Maria Aarts, Begründerin der Marte Meo-Methode, war die Hauptreferentin beim dritten Marte Meo-Fachtag, der am Donnerstag im Hermann-Josef-Haus in Urft stattfand.

Marte Meo-Gründerin Maria Aarts setzt auf die Kombination von Struktur und Freiheit. So können Eltern ihre Kinder stark machen.

Die Ausstrahlung und Leidenschaft von Maria Aartz ist unübersehbar. Vor mehr als 40 Jahren entwickelte die Pädagogin aus den Niederlanden die Marte Meo-Methode und ist mittlerweile weltweit unterwegs, um Menschen darin zu unterweisen. Zur dritten Fachtagung war sie zu Gast im Hermann-Josef-Haus in Urft, um 130 Teilnehmern konkrete Arbeitsbeispiele zu geben. Am Rand der Tagung nahm sie sich Zeit, um Eltern Tipps für die Entwicklung ihrer Kinder zu geben.

Um die Entwicklung von Kindern optimal zu fördern, ist Balance gefragt

Dabei zeigte sie viel Verständnis für die Situation von Eltern, fand aber auch deutliche Worte. „Die Kommunikation mit Kleinstkindern ist elementar für ihre Entwicklung“, sagte sie unmissverständlich.

Ein Beispiel? Wenn ein Vater auf das Lächeln seines Babys mit einem Lächeln antworte und auf seine Lautäußerungen reagiere, merke das Kind dies und werde so zu weiteren Kontaktaufnahmen animiert, was wiederum für seine Entwicklung wichtig sei.

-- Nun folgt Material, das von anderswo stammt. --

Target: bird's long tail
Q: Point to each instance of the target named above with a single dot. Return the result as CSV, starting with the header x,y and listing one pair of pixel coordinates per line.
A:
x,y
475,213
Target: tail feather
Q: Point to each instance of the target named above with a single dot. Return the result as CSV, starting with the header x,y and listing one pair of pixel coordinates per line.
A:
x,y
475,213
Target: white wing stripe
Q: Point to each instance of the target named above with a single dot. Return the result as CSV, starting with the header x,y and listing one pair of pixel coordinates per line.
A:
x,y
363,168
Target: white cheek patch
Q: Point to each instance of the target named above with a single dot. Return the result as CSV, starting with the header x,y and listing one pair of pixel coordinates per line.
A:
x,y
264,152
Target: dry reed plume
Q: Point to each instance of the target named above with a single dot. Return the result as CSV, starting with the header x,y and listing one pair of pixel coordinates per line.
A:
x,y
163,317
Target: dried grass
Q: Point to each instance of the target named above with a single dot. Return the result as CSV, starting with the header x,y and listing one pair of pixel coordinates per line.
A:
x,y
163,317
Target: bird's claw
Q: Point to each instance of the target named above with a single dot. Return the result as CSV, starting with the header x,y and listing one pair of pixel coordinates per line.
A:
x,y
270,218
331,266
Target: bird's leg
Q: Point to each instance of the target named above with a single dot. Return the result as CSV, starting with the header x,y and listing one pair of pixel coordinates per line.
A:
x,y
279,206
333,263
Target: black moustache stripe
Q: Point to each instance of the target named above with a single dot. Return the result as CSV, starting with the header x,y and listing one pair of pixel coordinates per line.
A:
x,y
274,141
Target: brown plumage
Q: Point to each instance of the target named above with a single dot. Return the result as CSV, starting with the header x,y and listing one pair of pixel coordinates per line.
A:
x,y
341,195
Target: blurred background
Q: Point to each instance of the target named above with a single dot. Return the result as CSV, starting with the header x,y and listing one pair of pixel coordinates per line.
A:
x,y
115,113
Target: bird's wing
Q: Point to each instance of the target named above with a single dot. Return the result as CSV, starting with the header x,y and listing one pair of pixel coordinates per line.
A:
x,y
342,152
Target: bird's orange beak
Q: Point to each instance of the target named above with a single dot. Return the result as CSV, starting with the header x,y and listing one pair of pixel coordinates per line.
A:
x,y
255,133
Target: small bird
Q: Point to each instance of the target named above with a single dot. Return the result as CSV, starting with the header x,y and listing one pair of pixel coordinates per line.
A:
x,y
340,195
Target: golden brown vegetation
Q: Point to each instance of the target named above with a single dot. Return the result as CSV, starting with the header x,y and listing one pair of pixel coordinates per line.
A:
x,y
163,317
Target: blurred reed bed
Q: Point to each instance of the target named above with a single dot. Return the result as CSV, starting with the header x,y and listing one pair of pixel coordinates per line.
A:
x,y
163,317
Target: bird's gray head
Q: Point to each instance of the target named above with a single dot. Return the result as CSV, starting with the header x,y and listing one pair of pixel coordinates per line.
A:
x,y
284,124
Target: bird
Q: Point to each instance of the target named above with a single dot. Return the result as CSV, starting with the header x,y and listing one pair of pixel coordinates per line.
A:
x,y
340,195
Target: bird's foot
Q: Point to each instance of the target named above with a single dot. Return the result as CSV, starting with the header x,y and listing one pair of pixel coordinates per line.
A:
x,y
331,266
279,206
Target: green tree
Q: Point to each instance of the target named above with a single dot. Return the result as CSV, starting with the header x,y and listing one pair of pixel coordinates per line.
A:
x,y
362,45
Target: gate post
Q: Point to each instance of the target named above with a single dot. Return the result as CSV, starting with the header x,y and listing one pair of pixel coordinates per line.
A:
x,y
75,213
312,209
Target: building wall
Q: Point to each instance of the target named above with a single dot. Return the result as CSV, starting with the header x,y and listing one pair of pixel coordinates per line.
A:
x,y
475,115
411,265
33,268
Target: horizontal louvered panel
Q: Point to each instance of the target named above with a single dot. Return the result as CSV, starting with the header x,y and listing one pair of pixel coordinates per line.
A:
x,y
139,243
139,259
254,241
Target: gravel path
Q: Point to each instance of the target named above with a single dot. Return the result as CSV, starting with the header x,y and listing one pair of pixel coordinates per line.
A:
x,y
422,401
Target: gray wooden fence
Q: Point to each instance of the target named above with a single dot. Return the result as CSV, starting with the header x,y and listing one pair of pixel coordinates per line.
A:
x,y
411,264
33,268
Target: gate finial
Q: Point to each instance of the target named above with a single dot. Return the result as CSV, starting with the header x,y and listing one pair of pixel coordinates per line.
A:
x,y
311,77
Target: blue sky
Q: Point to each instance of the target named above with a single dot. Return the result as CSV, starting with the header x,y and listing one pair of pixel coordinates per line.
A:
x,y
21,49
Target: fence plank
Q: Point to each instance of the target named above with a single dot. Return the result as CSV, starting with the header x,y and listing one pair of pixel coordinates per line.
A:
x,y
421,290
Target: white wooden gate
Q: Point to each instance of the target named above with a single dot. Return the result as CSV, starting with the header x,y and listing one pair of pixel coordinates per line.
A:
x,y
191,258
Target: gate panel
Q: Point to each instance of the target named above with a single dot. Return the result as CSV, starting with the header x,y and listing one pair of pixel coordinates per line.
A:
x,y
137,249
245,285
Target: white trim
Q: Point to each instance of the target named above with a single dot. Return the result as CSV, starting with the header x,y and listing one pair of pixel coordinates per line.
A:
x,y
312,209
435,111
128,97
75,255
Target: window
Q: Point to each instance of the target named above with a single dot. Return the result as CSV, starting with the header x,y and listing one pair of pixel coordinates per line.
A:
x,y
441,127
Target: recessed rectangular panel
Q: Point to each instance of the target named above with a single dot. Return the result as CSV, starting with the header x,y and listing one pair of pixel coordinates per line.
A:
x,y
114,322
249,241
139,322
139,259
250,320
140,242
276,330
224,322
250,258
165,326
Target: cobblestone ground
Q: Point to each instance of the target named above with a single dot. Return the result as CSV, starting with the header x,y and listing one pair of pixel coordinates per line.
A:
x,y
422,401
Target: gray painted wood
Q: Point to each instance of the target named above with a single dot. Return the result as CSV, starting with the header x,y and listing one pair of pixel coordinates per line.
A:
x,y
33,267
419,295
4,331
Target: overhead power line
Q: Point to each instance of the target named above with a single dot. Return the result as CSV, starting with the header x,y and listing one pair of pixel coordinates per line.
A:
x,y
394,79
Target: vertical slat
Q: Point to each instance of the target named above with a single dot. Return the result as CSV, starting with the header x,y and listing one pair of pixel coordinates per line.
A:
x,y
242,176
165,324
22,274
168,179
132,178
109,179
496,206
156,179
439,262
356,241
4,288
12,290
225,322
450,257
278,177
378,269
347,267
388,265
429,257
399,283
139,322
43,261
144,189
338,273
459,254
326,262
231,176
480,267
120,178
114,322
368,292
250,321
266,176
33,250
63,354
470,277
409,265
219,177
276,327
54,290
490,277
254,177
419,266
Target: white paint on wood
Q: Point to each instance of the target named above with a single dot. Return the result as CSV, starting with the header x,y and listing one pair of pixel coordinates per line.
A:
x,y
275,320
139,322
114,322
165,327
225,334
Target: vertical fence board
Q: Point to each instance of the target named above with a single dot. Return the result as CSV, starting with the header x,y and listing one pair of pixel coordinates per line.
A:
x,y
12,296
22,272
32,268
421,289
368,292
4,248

Denn Entwicklung ist das Zauberwort in Aarts Methode. Oft störten Eltern über ihr Verhalten diesen Prozess – durch Nichtbeachtung, aber auch durch Übertreibung. Ein Vater, der beim Spiel die tollsten Ideen einbringe, werde zwar vom Nachwuchs bewundert – jedoch könne das Kind Probleme bekommen, Freunde zu finden, weil es selbst keine Spielideen produziere. Deshalb ihr Rat: „Halte dich zurück im Spiel mit Kindern.“

„Die Deutschen neigen zu Verboten“

Besser sei es, das Kind machen zu lassen und seinen Ideen zu folgen. „Das ist aber toll, was du dir für deine Barbie ausgedacht hast“, wäre eine das Kind ermutigende Variante.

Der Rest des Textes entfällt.